I've been doing some work in my basement and as I'm pulling down and the ceiling tiles I'm finding junction boxes everywhere. Im drywalling part of the ceiling over to a bulk head and there are a couple junction boxes that need to get moved to the unfinished portion of the ceiling ( will be a drop ceiling in that area ) Is there an allowed number of junction boxes on one circuit ?? On one circuit I've followed so far I've counted 3. I want to get all the wiring in other rooms cleaned up before I drywall my rec room ceiling because that ceiling is the perfect spot to re route wires if needed. Thanks in advance for your help.


----------



## 480sparky (Feb 1, 2009)

Yes. The number, however, is expressed as an equation.

∞-1.


----------



## MTN REMODEL LLC (Sep 3, 2010)

480sparky said:


> Yes.

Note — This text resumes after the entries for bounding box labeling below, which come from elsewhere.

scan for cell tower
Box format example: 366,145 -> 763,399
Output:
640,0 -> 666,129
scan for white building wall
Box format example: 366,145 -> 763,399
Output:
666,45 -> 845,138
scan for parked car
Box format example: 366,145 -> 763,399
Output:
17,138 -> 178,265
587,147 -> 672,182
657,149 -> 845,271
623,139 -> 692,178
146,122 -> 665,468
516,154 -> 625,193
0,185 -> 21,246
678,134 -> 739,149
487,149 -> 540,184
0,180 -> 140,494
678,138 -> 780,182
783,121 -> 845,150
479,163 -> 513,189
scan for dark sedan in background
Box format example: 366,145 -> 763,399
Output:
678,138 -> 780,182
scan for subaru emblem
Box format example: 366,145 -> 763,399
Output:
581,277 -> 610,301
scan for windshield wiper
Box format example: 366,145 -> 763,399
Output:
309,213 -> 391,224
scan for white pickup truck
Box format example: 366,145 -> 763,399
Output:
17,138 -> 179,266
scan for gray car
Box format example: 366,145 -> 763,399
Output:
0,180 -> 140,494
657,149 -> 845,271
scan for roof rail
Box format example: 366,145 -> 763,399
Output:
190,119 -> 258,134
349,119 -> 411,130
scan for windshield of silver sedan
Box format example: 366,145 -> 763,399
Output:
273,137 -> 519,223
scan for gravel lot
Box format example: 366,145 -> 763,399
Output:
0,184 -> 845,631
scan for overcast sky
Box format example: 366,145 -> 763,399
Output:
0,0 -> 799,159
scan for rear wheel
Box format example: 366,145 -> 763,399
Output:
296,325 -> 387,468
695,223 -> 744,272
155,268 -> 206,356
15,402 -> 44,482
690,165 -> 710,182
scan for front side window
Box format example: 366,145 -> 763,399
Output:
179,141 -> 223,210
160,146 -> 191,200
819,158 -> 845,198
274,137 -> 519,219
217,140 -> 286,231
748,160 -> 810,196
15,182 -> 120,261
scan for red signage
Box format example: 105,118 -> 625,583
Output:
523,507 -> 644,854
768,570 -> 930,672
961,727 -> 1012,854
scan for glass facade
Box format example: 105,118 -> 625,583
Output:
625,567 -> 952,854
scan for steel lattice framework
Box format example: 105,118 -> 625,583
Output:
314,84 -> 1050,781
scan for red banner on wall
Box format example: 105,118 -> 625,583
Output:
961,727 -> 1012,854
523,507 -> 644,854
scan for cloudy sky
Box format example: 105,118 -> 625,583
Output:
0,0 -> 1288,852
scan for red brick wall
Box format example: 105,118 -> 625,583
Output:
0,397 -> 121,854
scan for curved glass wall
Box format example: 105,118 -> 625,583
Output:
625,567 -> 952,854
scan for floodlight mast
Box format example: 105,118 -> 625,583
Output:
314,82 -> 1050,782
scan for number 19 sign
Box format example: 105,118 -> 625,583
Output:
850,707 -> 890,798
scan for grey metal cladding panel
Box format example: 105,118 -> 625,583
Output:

The number, however, is expressed as an equation.
> 
> ∞-1.


Why -1 ?????? (Can I get a quote on that):laughing:

Happy New Year


----------



## 480sparky (Feb 1, 2009)

MTN REMODEL LLC said:


> Why -1 ?????? (Can I get a quote on that):laughing:
> 
> Happy New Year


Because you can actually reach ∞-1. But you can never get to ∞.


----------



## MTN REMODEL LLC (Sep 3, 2010)

480sparky said:


> Because you can actually reach ∞-1. But you can never get to ∞.


OK.....I'll take your word on that.:whistling

Would ya happen to know: If God is all powerfull, can he/she make a rock that he/she can't lift.?????

(Maybe that belongs in the escavation thread?)

Happy New Year


----------



## rselectric1 (Sep 20, 2009)

Save yourself a ton of electrical work and just use several access panels similar to this.

http://www.amazon.com/Oatey-34055-6-Inch-9-Inch-Access/dp/B000DZGM2C

They are paintable and will save you a lot of headaches.

We try to treat the boxes with a metal round paintable cover with lipped edges when possibe, but when it comes to HVAC dampers, water shut offs, doorbell transformer, island feed boxes, etc., these things are great.

The only completely clean ceilings in basements in my experience have been hack jobs where they drywalled over everything. It's only a matter of time until you need to access the mechanicals and then you get swiss cheese.

(Edit-don't forget your smoke co detector down there)


----------